As most intelligent people know, few people are stupider than Ayn Rand-loving libertarian college kids from rich families who believe they know a lot about computers and that trickle-down economics actually works -- the very people who make up the vast majority of the hard-core Bitcoin user base.

So Bitcoin turned out to be yet another in a long list of libertarian social experiments that resulted in *total,* absolute failure.

Following is a quote from the article, and just for some context, the libertarian cult in the United States is powerfully influenced by the Republican Party propaganda machine, especially Fox News. For the past 10 years or so, they have been pushing propaganda that democracy is a bad thing, and that the United States was never a democracy but a republic -- even though the US is a democratic republic, but these people never bother with historical facts. So as a result of this propaganda, libertarian ideologues (especially from the US) hate democracy -- and it shows, by how thy maintain authoritarian control of their properties, like their web forums.

Quoting the article:

.....

By running [the Bitcoin] XT [update], miners could cast a vote for changing [an important technical limitation]. Once 75% of blocks were voting for the change the rules would be adjusted and bigger blocks would be allowed.

The release of Bitcoin XT somehow pushed powerful emotional buttons in a small number of people. One of them was a guy who is the admin of the bitcoin.org website and top discussion forums. He had frequently allowed discussion of outright criminal activity on the forums he controlled, on the grounds of freedom of speech. But when XT launched, he made a surprising decision. XT, he claimed, did not represent the “developer consensus” and was therefore not really Bitcoin. Voting was an abomination, he said, because:

"One of the great things about Bitcoin is its lack of democracy"

So he decided to do whatever it took to kill XT completely, starting with censorship of Bitcoin’s primary communication channels: any post that mentioned the words "Bitcoin XT" was erased from the discussion forums he controlled, XT could not be mentioned or linked to from anywhere on the official bitcoin.org website and, of course, anyone attempting to point users to other uncensored forums was also banned. Massive numbers of users were expelled from the forums and prevented from expressing their views.

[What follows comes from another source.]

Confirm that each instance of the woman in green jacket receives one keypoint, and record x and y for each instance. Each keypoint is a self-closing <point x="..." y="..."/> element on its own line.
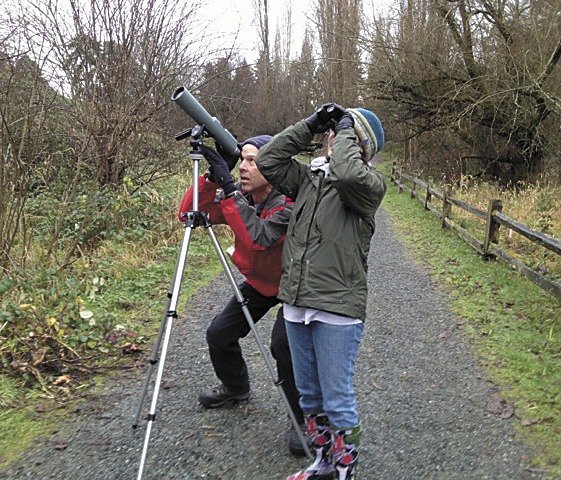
<point x="324" y="260"/>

As you can imagine, this enraged people. Read the comments on the announcement to get a feel for it. Eventually, some users found their way to a new uncensored forum. Reading it is a sad thing. Every day for months I have seen raging, angry posts railing against the censors, vowing that they will be defeated.

But the inability to get news about XT or the censorship itself through to users has some problematic effects. For the first time, investors have no obvious way to get a clear picture of what’s going on. Dissenting views are being systematically suppressed. Technical criticisms of what Bitcoin Core is doing are being banned, with misleading nonsense being peddled in its place. And it’s clear that many people who casually bought into Bitcoin during one of its hype cycles have no idea that the system is about to hit an artificial [software-controlled] limit.